I found it amazing that Trump was so blatantly militant against what he perceived as a biased media acting very poorly. It just so happens that I completely agree with him on this point.
I've never heard a politician chastise the media as he did. And I feel as though he had every right to do so.
What shocked me is that no one within the media even bothered to take up the topic and place a spotlight on themselves.
You would think that after being dealt an overwhelming blow, and by that I mean specifically that the country decided to vote Republican across the board, the media would, at the very least, be introspective enough to look at the role they played in the election process.
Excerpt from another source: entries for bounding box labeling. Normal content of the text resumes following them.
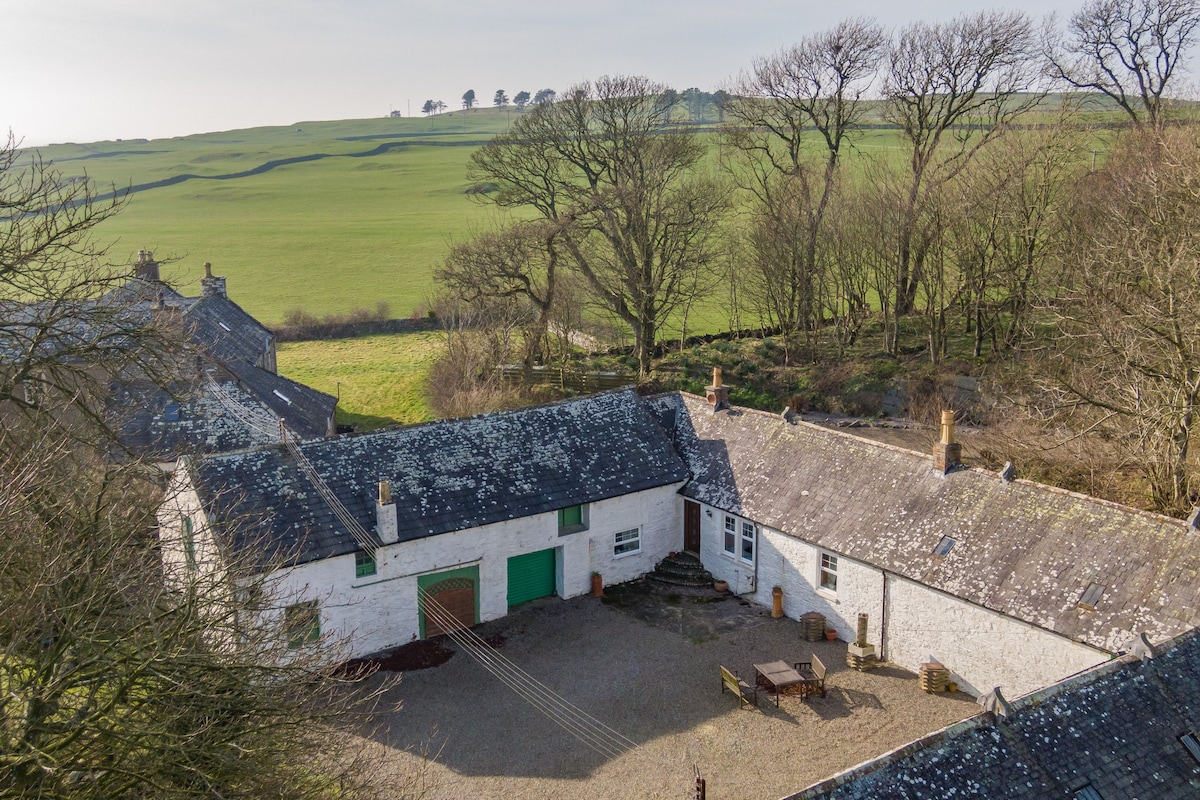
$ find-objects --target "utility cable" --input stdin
[418,588,640,758]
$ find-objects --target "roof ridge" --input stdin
[679,390,1187,527]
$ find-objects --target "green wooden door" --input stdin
[509,547,554,608]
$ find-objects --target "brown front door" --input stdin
[683,500,700,555]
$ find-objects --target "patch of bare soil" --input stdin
[342,637,454,673]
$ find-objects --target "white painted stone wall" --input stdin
[696,504,770,595]
[156,469,223,583]
[163,479,683,657]
[701,506,1109,698]
[887,575,1110,698]
[752,529,883,646]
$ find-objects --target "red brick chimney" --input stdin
[704,367,730,411]
[934,411,962,475]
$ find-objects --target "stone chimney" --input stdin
[200,261,227,297]
[934,411,962,475]
[704,367,730,411]
[376,481,400,545]
[133,249,160,283]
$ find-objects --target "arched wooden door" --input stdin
[418,567,479,639]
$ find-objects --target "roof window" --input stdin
[1079,583,1104,608]
[1180,730,1200,764]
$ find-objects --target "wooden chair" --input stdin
[721,667,758,708]
[793,652,826,698]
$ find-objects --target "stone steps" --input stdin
[647,553,713,589]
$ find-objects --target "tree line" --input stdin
[438,0,1200,513]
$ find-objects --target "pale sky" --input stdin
[9,0,1082,146]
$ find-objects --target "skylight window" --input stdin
[1079,583,1104,608]
[1180,730,1200,764]
[934,536,958,558]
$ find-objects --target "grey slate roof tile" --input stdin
[191,390,688,563]
[654,395,1200,652]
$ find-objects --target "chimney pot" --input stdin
[200,261,226,297]
[942,411,954,445]
[133,249,158,283]
[704,367,730,411]
[376,481,400,545]
[934,411,962,475]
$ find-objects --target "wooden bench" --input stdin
[794,652,826,697]
[721,667,758,708]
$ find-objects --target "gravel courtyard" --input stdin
[377,587,979,800]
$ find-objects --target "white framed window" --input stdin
[817,552,838,594]
[740,519,755,564]
[283,600,320,650]
[612,528,642,558]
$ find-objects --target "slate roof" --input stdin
[786,631,1200,800]
[94,278,337,459]
[188,390,688,563]
[655,395,1200,652]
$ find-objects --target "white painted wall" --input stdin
[701,506,1110,698]
[888,575,1111,698]
[161,479,683,657]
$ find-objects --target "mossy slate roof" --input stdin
[786,631,1200,800]
[654,395,1200,652]
[188,390,688,563]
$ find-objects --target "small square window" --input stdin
[1079,583,1104,608]
[817,553,838,594]
[742,522,755,564]
[354,551,376,578]
[1180,730,1200,764]
[283,600,320,650]
[612,528,642,557]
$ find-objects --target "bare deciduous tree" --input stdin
[1044,0,1200,127]
[722,19,886,362]
[883,12,1040,315]
[1038,128,1200,515]
[470,76,727,375]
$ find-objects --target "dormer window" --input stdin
[1079,583,1104,608]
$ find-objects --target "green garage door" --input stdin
[509,547,554,608]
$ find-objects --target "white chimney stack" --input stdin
[376,481,400,545]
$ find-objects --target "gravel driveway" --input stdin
[377,584,979,800]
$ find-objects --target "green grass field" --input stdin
[32,110,518,324]
[277,333,442,431]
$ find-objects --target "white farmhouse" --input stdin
[160,386,1200,697]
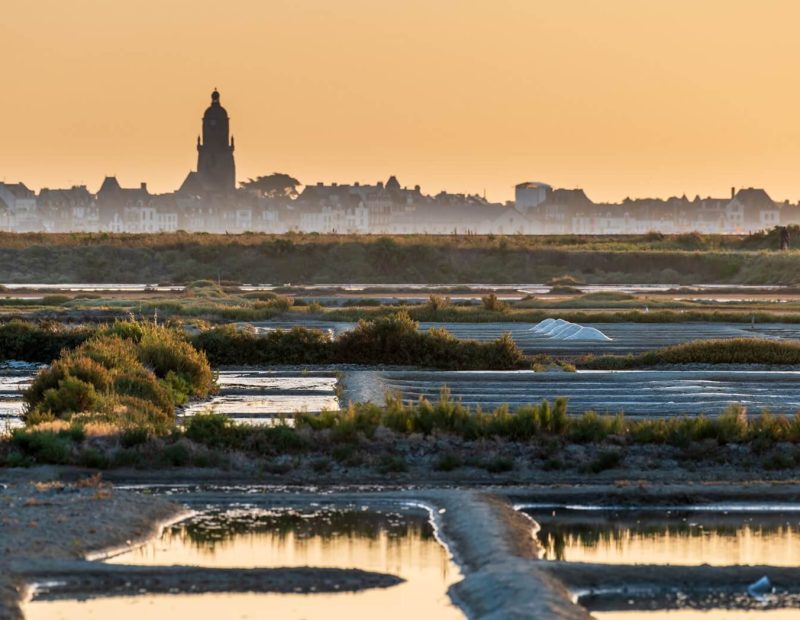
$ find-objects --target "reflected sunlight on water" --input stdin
[26,508,463,620]
[529,510,800,566]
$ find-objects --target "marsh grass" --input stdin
[578,338,800,370]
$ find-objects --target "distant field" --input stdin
[0,231,800,284]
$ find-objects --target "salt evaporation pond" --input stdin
[522,507,800,566]
[0,362,39,433]
[260,317,800,355]
[25,506,464,620]
[364,370,800,417]
[180,370,339,424]
[592,609,800,620]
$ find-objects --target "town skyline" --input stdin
[0,0,800,202]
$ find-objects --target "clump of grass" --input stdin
[433,452,464,471]
[585,450,622,474]
[581,338,800,369]
[23,322,215,433]
[377,455,408,474]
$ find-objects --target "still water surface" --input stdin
[26,507,464,620]
[525,509,800,566]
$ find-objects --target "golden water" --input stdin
[26,511,464,620]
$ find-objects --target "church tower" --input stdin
[197,89,236,193]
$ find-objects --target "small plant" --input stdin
[586,450,622,474]
[378,455,408,474]
[481,293,508,312]
[433,452,464,471]
[481,456,514,474]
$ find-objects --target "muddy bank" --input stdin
[17,562,403,598]
[0,474,185,619]
[153,487,589,620]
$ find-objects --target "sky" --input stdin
[0,0,800,201]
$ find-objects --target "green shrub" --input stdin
[23,322,215,432]
[119,427,150,448]
[433,452,464,471]
[582,338,800,370]
[378,455,408,474]
[481,457,514,474]
[184,413,241,448]
[11,429,72,465]
[587,450,622,474]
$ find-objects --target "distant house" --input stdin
[37,185,100,232]
[0,183,42,232]
[725,187,780,232]
[514,181,553,213]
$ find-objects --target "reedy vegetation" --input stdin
[0,230,800,284]
[0,390,800,474]
[23,321,215,432]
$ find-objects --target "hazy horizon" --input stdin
[0,0,800,202]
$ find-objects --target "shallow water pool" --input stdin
[26,506,464,620]
[525,508,800,566]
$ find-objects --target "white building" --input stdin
[0,183,41,232]
[514,181,553,213]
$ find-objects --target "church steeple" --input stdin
[197,88,236,193]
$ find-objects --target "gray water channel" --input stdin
[6,367,800,431]
[25,504,464,620]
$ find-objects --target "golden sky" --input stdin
[0,0,800,200]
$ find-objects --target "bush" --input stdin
[582,338,800,369]
[0,319,92,363]
[191,325,333,365]
[11,429,71,465]
[335,311,523,370]
[587,450,622,474]
[433,452,464,471]
[481,293,508,312]
[23,322,214,432]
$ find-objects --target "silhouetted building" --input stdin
[195,89,236,193]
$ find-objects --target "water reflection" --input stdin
[26,506,463,620]
[526,509,800,568]
[592,609,800,620]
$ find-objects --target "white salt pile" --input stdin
[531,319,611,341]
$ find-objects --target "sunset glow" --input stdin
[0,0,800,200]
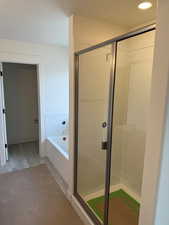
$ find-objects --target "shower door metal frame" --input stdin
[74,24,156,225]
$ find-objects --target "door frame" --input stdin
[73,24,156,225]
[0,57,45,166]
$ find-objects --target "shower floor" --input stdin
[87,189,140,225]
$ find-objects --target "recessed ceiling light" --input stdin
[138,2,152,10]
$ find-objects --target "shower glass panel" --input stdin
[75,45,112,219]
[109,31,155,225]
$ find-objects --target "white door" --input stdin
[0,63,8,166]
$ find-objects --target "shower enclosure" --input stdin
[74,25,155,225]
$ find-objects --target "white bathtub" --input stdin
[48,136,69,159]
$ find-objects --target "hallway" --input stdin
[0,164,83,225]
[0,142,44,174]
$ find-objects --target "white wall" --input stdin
[73,16,127,51]
[3,63,38,144]
[140,0,169,225]
[0,37,68,160]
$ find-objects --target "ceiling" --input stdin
[0,0,156,45]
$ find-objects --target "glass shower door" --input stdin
[75,45,112,223]
[108,31,155,225]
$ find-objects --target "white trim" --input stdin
[0,57,45,166]
[70,195,94,225]
[47,136,69,159]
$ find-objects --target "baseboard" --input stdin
[45,157,70,200]
[8,139,39,146]
[70,195,94,225]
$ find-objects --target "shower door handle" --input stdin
[101,122,107,150]
[102,141,108,150]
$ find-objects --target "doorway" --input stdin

An honest media, at least in my mind, having had their asses handed to them on a plate, would have taken a step back to examine their own possible role in isolating voters or encouraging voters to take an opposite view from theirs.
If I owned a news agency and my company was left leaning (or right leaning) and biased toward a candidate and supportive of another candidate, I would definitely take a close look at how my company might have been part of my candidate's loss. Why? Because I wouldn't want to make the same mistakes twice. I would feel guilty that the opponent won. I would ask hard questions on where we might had gone wrong. I would then look to correct any and all deficits there may have been. And I would have done all of this introspective gymnastics right out in the open for the world to see.
Not the New York Times, not National Public Radio, not any of the television networks, not any of these clowns so much as bothered to look at their own roles in the election process. This is why they are vehemently hated. And I mean literally hated by so many.
It's so bad, that now we've entered into a new level or depth of hatred. Now when the NYT leads with a story, my instinct and the instinct of millions of others, is to absolutely doubt the credibility of the story or any of its so called facts.
When news agencies behave the way this lot did during the election, they lose any and all credibility with readers.
Now when they criticize Trump, I don't believe a word of it. I don't suspect foul play in their reporting, I know its foul play.
This is how bad it's become. And I don't even like Trump. I'm embarrassed by the man.
But back to the media avoided placing a spotlight on their own role in the election.....
Why not be introspective? Why not ask those hard questions? I'm not sure.
To do so would have given validity to Trump's claims I suppose and they would never swallow their egos long enough to do that.
And then there's money. If the money is rolling in, why bother? Who cares? If the ratings are there and folks are buying your product, leave it be. Or in this case tweak the old adage to read, "if it's broke but still brining in loads of money, in no way, shape or form fix it."
So Freeman, you raise THE question as far as I am concerned.
I've mentioned here before that for international news the Christian Science Monitor can be held up as a best practice in news reporting. Other than this source, I know of no other publication to look to for genuine, in depth, honest reporting on national news.
I've said it before, but for the odd local inde paper, journalism in our country is dead. I place it up there with other wasted degrees, right next to economics (aka astrology) and polling (aka used car marketing).